Prepare for Monsoon-Specific Expenses
The rainy season brings relief from the heat, but it also comes with its own set of costs that can strain a budget if you're unprepared. Transportation is a key area; surge pricing for cabs and autos becomes common. Budgeting extra for your commute or exploring public transport options can prevent last-minute financial stress. Health-related expenses also tend to rise during this season, so having a small buffer for medicines or doctor visits is wise. At home, increased electricity usage from fighting dampness can lead to higher utility bills. Creating a dedicated 'monsoon fund' by setting aside a small amount each month can help you cover these seasonal costs without dipping into your main savings.
Automate Your Savings, Starting Now
One of the most effective ways to build wealth is to pay yourself first. Instead of saving what's left after spending, reverse the formula. Decide on a savings rate—starting with 20% of your take-home pay is a great benchmark—and automate the transfer from your salary account to a separate savings or investment account on the day you get paid. Treat this transfer like a non-negotiable expense, similar to rent or an EMI. Even a small, consistent amount invested early can grow significantly over time due to the power of compounding. Starting a Systematic Investment Plan (SIP) in a mutual fund is a popular and accessible way for young professionals in India to begin their investment journey.
Tackle Tax Planning Before the Rush
Don't wait until the last quarter of the financial year to think about taxes. July is an ideal time to start your tax-saving investments. The deadline to file your Income Tax Returns (ITR) is typically July 31st, making this month a natural point to review your tax situation. Familiarise yourself with deductions available under sections like 80C, which covers investments in instruments like the Public Provident Fund (PPF) and Equity-Linked Saving Schemes (ELSS). By starting your tax-saving investments now, you can contribute smaller, manageable amounts monthly instead of facing a large, lump-sum payment in March.
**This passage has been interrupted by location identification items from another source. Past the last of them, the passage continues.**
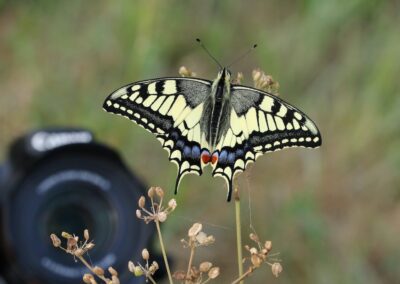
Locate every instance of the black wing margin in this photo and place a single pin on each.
(168, 108)
(260, 122)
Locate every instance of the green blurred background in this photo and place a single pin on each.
(333, 213)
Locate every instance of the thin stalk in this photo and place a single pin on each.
(83, 260)
(151, 279)
(238, 234)
(192, 249)
(240, 279)
(163, 251)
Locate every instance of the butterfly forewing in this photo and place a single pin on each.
(182, 112)
(171, 108)
(259, 123)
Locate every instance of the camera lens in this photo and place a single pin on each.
(72, 191)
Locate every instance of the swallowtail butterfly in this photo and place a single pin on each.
(217, 123)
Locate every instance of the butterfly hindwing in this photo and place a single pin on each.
(171, 109)
(260, 122)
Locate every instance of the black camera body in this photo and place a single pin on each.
(58, 180)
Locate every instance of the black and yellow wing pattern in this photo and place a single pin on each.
(171, 109)
(200, 122)
(259, 123)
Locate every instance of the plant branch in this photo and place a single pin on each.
(163, 251)
(83, 260)
(247, 273)
(238, 234)
(192, 249)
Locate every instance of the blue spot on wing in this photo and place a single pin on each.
(231, 158)
(195, 152)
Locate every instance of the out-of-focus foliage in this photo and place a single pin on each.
(334, 212)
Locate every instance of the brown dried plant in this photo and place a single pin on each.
(205, 271)
(158, 212)
(259, 255)
(78, 249)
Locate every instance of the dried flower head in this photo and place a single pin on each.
(195, 229)
(264, 82)
(145, 254)
(268, 245)
(55, 240)
(162, 216)
(88, 278)
(112, 271)
(142, 201)
(186, 72)
(179, 275)
(98, 270)
(276, 269)
(205, 266)
(213, 273)
(157, 211)
(159, 192)
(172, 204)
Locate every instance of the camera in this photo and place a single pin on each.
(62, 179)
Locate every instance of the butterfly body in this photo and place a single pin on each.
(203, 123)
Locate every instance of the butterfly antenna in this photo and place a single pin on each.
(209, 54)
(243, 55)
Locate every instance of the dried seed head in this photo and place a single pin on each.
(213, 273)
(136, 270)
(276, 269)
(186, 72)
(254, 237)
(87, 278)
(66, 235)
(153, 267)
(160, 192)
(89, 246)
(201, 237)
(162, 216)
(151, 192)
(86, 234)
(195, 229)
(183, 71)
(55, 240)
(112, 271)
(79, 252)
(256, 74)
(115, 279)
(205, 266)
(131, 266)
(98, 270)
(142, 201)
(256, 260)
(72, 243)
(179, 275)
(145, 254)
(172, 204)
(268, 245)
(253, 251)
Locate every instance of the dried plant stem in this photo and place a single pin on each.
(163, 251)
(192, 249)
(91, 269)
(151, 279)
(247, 273)
(238, 234)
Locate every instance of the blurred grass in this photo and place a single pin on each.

Review and Optimise Your Subscriptions
In the world of one-tap payments and free trials, it’s easy to accumulate a host of recurring subscriptions for streaming services, apps, and more. These small, individual costs can add up to a significant monthly expense. A mid-year review is the perfect opportunity to audit all your subscriptions. Go through your bank and credit card statements to identify every recurring payment. For each one, ask yourself if you are still using it and if it provides value. Be ruthless. Cancelling even two or three unused subscriptions can free up a surprising amount of cash that can be redirected towards your savings goals or debt repayment.
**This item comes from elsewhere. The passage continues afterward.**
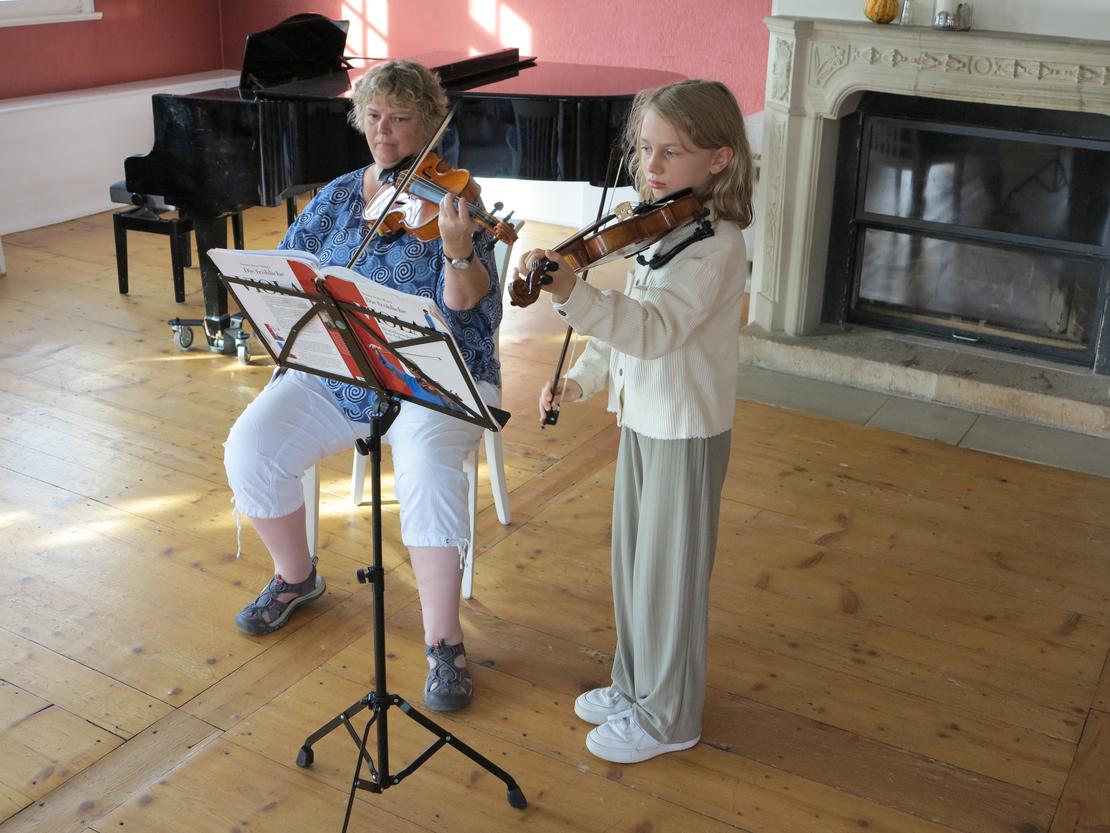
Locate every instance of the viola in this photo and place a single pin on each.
(416, 209)
(621, 234)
Build and Reassess Your Emergency Fund
An emergency fund is your financial safety net against unexpected events like a job loss or a medical crisis. While previously three months of expenses were advised, many experts now recommend a buffer of at least six months' worth of living costs. If you haven't started, begin now by setting aside a small portion of your income. If you already have a fund, the mid-year point is a good time to reassess if the amount is still adequate, especially if your living costs have increased. Keep this fund in a liquid and easily accessible account, such as a high-yield savings account or a liquid mutual fund, not mixed with your long-term investments.